Police today said tackling organised crime was a “high priority” for the force after a man admitted his part in attempts to steal cash machines.
Detective superintendent Graeme Mackie spoke out after Peter O’Brien, 34, appeared at the High Court in Aberdeen and admitted his involvement in the attempted thefts in October 2013.
However, the court heard that although O’Brien was pleading guilty to the charges, it was accepted he was not there at the time.
The crimes were carried out by others, who have since been convicted.
O’Brien provided the men with an Audi used in the attempted thefts as well as allowing them to stay at his flat in Aberdeen during the planning and commission of the crimes.
He admitted that while acting along with others he broke into to Clydesdale Bank on Stonehaven’s Ann Street with intent to steal.
O’Brien admitted a further charge of breaking into the Bank of Scotland at Constitution Street, also while acting along with others, with intent to steal.
The theft bids saw gas being pumped into the machines in an attempt to cause an explosion to free the cash. The offences took place on October 28, 2013.
He further admitted failing to appear in court on April 25, 2016.
His not guilty pleas to the remaining charges, including cash machine raids and attempted ATM thefts, were accepted by the Crown.
Following O’Brien’s court appearance, Det Supt Mackie, who was the senior investigating officer, said: “These incidents which happened in 2013 were dangerous and carried out with no regard for the safety of the public.

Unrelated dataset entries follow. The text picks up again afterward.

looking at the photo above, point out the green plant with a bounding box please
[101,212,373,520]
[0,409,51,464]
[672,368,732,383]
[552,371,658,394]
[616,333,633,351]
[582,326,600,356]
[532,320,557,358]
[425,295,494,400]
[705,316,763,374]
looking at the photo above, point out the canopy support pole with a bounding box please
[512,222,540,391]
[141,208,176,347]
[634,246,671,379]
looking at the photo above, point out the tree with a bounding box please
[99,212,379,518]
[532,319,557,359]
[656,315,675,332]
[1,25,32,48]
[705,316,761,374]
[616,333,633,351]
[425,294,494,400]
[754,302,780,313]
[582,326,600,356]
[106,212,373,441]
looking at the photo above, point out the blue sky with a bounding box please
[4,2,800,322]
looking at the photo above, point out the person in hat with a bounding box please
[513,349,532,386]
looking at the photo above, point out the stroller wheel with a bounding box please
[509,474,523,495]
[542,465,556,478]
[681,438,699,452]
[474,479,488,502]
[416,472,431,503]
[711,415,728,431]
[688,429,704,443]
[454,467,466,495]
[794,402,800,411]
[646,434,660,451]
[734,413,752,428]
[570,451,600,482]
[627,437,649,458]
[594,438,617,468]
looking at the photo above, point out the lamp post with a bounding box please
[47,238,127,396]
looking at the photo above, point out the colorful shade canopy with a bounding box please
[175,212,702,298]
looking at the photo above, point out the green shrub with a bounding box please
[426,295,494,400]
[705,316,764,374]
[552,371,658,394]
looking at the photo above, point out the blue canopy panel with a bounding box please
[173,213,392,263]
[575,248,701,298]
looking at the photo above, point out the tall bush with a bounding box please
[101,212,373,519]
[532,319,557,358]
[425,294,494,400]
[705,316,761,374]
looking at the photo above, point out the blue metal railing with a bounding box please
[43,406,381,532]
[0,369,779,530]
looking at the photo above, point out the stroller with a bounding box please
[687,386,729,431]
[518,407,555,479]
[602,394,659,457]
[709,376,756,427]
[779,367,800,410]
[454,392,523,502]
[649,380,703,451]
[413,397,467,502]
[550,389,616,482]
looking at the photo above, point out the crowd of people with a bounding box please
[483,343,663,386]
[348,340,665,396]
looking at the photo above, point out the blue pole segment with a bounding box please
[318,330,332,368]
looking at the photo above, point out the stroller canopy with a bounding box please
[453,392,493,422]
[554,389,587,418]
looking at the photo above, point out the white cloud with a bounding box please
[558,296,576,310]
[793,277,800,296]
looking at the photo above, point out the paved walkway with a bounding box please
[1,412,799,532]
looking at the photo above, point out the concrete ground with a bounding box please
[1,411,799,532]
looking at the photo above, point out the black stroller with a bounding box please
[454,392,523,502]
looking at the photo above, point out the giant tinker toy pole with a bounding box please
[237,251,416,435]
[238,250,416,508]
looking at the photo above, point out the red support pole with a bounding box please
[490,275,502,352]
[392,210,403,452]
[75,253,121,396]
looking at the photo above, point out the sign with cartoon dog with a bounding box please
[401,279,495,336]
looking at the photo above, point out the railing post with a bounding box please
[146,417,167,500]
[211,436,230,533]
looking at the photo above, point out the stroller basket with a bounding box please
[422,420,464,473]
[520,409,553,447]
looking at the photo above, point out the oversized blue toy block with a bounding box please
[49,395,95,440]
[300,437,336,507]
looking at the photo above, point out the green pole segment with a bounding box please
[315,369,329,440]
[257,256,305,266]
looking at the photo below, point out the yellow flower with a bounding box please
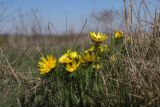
[59,53,72,64]
[59,49,82,72]
[59,49,80,64]
[110,55,117,63]
[38,55,56,75]
[115,31,123,39]
[69,51,79,59]
[65,59,81,72]
[82,49,96,63]
[89,32,107,42]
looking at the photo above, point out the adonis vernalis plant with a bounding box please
[38,55,56,74]
[89,32,107,43]
[15,29,158,107]
[59,49,81,72]
[114,31,123,39]
[37,31,128,74]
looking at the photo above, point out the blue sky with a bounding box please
[1,0,159,34]
[1,0,123,33]
[11,0,123,16]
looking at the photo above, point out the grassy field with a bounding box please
[0,1,160,106]
[0,29,160,107]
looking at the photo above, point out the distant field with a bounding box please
[0,34,89,49]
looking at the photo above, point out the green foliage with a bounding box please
[0,32,160,107]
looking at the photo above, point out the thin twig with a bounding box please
[28,80,42,91]
[72,18,87,49]
[17,97,22,107]
[65,10,68,50]
[48,22,58,55]
[141,20,160,28]
[32,9,45,50]
[0,49,20,83]
[37,46,44,56]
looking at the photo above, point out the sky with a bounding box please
[0,0,159,34]
[0,0,124,34]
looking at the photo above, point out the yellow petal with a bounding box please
[65,63,77,72]
[41,57,48,63]
[59,54,72,64]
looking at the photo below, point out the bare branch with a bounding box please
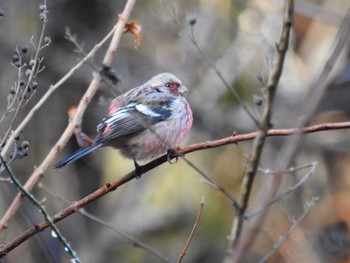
[0,0,137,233]
[226,0,294,256]
[178,196,205,263]
[160,0,259,126]
[0,120,350,257]
[229,8,350,263]
[257,196,318,263]
[246,161,317,218]
[0,155,80,262]
[38,183,171,263]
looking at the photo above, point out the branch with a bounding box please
[0,3,48,143]
[229,8,350,263]
[160,0,259,126]
[246,161,317,218]
[0,15,112,160]
[226,0,293,254]
[0,0,137,233]
[257,196,318,263]
[1,120,350,257]
[178,197,205,263]
[0,155,80,262]
[38,183,170,262]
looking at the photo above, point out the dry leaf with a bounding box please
[67,105,78,120]
[124,20,142,48]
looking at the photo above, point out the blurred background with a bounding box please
[0,0,350,262]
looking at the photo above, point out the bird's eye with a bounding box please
[164,82,172,88]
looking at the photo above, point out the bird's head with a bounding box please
[148,73,188,96]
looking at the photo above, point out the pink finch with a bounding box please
[54,73,193,169]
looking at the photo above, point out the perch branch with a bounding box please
[1,120,350,257]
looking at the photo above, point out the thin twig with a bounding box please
[0,1,49,151]
[0,21,114,160]
[230,8,350,263]
[257,196,318,263]
[246,161,317,218]
[64,28,104,84]
[0,0,137,233]
[181,157,239,211]
[178,197,205,263]
[64,28,89,59]
[160,0,259,126]
[226,0,294,256]
[1,120,350,257]
[38,183,171,263]
[0,155,80,262]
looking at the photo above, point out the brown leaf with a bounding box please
[124,20,142,48]
[67,105,78,121]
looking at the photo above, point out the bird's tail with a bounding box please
[54,143,101,169]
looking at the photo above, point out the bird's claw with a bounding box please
[133,159,142,179]
[167,149,179,164]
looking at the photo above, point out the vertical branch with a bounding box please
[230,8,350,263]
[0,2,49,158]
[225,0,294,258]
[102,1,136,66]
[0,2,49,154]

“They caused a great deal of concerns among the communities of the North-east.
“The police investigation was extensive and involved working with specialist officers, forces across the UK and other partner agencies.
“I would like to thank the public for assisting with this inquiry and continue to encourage people to contact the police and report any suspicious activity or anything they have concerns about.
“I would also commend the partnership working between the police and the Crown Office and Procurator Fiscal Service in bringing about the convictions of those responsible.
“Serious and Organised Crime is a high priority and we will continue to work hard to ensure the North-east remains a hostile environment for such activity.”
During O’Brien’s appearance, Advocate Depute Keith O’Mahony told the court: “During the course of 2013, 11 thefts and attempted thefts were made to access ATMs throughout the North-east of Scotland by criminal means.
“The attempted means of access to the ATMs was similar on each occasion, that being to force entry to the machine via the cash dispensing slot using a crowbar followed by the introduction of a mixture of oxygen and acetylene gas into the machine.”
The court was told this was done in an attempt to cause an explosion and free the cash boxes inside.
Mr O’Mahony added: “In light of the various thefts and attempted thefts, the police instigated Operation Thrip in order to target these crimes.”
The court was told O’Brien was arrested in Aberdeen on October 31 after police saw him driving a car which matched the description of a vehicle used in the Stonehaven ATM theft bid.
Mr O’Mahony said: “The accused was apprehended as he walked towards the car.
As the officers approached the accused, he was seen throwing a small item into a nearby garden.
“The police searched the garden and found an Audi car key which fitted an Audi car parked nearby which was then searched.
“Found within were wires, gloves, a charger unit, various rolls of tapes, fuses, a torch and false registration plates.”
The depute added: “The plea is tendered and accepted on the basis the accused O’Brien was not present at the attempted thefts.”
He added that O’Brien had “provided support” to those who had executed the theft bids.
However, he also said that it was understood that O’Brien’s mitigation will be that he was “threatened” and that “influenced his participation”, in the crimes.
Mr O’Mahony said: “That is not disputed by the Crown.
“However, the plea is tendered and accepted on the basis that the accused O’Brien had opportunities to contact police in respect of those threats in advance of the crimes being carried out and failed to do so.”
Judge Lord Matthews told O’Brien, whose address was given in court papers as St Luke’s Close, Merthyr Tydfil, that he would be sentenced next month.
He is remanded in custody until then.